The electrochemical reactions inside the porous electrodes of batteries and fuel cells have been described by theorists, but never measured directly. Now, a team at MIT has figured out a way to measure the fundamental charge transfer rate — finding some significant surprises.
The study found that the Butler-Volmer (BV) equation, usually used to describe reaction rates in electrodes, is inaccurate, especially at higher voltage levels. Instead, a different approach, called Marcus-Hush-Chidsey charge-transfer theory, provides more realistic results — revealing that the limiting step of these reactions is not what had been thought.
The new findings could help engineers design better electrodes to improve batteries’ rates of charging and discharging, and provide a better understanding of other electrochemical processes, such as how to control corrosion. The work is described this week in the journalNature Communications by MIT postdoc Peng Bai and professor of chemical engineering and mathematics Martin Bazant.
Previous work was based on the assumption that the performance of electrodes made of lithium iron phosphate — widely used in lithium-ion batteries — was limited primarily by how fast lithium ions would diffuse into the solid electrode from the liquid electrolyte. But the new analysis shows that the critical interface is actually between two solid materials: the electrode itself, and a carbon coating used to improve its performance.

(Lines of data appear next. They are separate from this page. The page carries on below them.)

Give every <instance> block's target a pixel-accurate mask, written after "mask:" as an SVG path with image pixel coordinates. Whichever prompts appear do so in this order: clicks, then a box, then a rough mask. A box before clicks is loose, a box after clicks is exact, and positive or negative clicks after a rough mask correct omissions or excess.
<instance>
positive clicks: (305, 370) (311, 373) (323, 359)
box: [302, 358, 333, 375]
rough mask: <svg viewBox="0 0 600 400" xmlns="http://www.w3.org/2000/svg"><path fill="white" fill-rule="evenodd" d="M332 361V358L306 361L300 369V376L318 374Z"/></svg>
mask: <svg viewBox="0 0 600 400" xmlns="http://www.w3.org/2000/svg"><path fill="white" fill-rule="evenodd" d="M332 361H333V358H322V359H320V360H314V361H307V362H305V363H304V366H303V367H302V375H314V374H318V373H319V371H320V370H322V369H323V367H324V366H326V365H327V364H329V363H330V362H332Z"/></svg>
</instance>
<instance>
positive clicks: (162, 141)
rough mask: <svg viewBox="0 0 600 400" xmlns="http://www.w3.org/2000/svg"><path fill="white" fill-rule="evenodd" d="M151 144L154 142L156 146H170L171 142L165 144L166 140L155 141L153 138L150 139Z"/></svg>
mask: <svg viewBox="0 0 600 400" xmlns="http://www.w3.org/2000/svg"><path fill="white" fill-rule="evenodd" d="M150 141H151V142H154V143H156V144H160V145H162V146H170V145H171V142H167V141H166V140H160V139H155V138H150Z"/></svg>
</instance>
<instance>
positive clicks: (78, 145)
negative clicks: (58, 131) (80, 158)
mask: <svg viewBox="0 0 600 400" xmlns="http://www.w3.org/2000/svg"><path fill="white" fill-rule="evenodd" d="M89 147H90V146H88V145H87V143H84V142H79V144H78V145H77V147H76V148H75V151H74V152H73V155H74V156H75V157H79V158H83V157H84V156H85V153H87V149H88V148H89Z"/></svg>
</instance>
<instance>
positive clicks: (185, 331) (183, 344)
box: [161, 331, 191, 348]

Limited by electron transfer
Bai and Bazant’s analysis shows that both transport steps in solid and liquid — ion migration in the electrolyte, and diffusion of “quasiparticles” called polarons — are very fast, and therefore do not limit battery performance. “We show it’s actually electrons, not the ions, transferring at the solid-solid interface,” Bai says, that determine the rate.

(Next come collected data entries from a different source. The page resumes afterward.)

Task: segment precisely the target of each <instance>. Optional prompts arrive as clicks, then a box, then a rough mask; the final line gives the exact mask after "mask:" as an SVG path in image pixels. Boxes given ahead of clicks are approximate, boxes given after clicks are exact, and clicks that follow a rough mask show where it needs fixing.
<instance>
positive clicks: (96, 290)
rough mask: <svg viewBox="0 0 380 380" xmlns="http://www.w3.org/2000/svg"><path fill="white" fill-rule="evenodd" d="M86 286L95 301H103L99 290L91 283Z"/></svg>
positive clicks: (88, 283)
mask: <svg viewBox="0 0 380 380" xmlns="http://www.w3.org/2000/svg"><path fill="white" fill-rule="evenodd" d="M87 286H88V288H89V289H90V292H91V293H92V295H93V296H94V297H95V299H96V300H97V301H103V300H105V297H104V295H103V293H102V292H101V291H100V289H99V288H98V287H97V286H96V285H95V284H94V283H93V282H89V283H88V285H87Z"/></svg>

Bazant says researchers had not suspected, despite extensive research on lithium iron phosphate, that the material’s electrochemical reactions might be limited by electron transfer between two solids. “That’s a completely new picture for this material; it’s not something that has even been mentioned before,” he says.
While coating the electrode surface with a thin layer of carbon or graphene had been shown to improve performance, there was no microscopic and quantitative understanding of why this made a difference, Bazant says. The new findings will help explain a number of apparently conflicting results in the scientific literature, he says.
Unexpectedly low reaction rates
For example, the classical equations used to predict the performance of such materials have indicated that the logarithm of the reaction rate should vary linearly as voltage is increased — but experiments have shown a nonlinear response, with the uptake of lithium flattening out at high voltage. The discrepancies have been significant, Bazant says: “We find the reaction rate is much lower than what is predicted.”
The new analysis means that to make further improvements in this technology, the focus should be on “how you engineer the surface” at the solid-solid interface, Bai says.
Bazant adds that the new understanding could have implications far beyond electrode design, since the fundamental processes the team uncovered apply to electrochemical processes including electrodeposition, corrosion, and fuel cells. “It’s also important for basic science,” he says, since the process is both ubiquitous and poorly understood.
The BV equation is purely empirical, and “doesn’t tell you anything about what’s going on microscopically,” Bazant says. By contrast, the Marcus-Hush-Chidsey equations — for which Rudolph Marcus of the California Institute of Technology was awarded the 1992 Nobel Prize in chemistry — are based on a precise understanding of atomic-level activity. So the new analysis, Bazant maintains, could lead not only to new practical solutions, but also to a deeper understanding of the underlying mechanisms.
Christopher Chidsey, an associate professor of chemistry at Stanford University who was not involved in this work, says the research “seems to be both theoretically well-grounded and experimentally creative.” He says determining these reaction rates “is both quite fundamental and of immediate practical interest in high-power applications like traction batteries for cars, trucks, and buses.”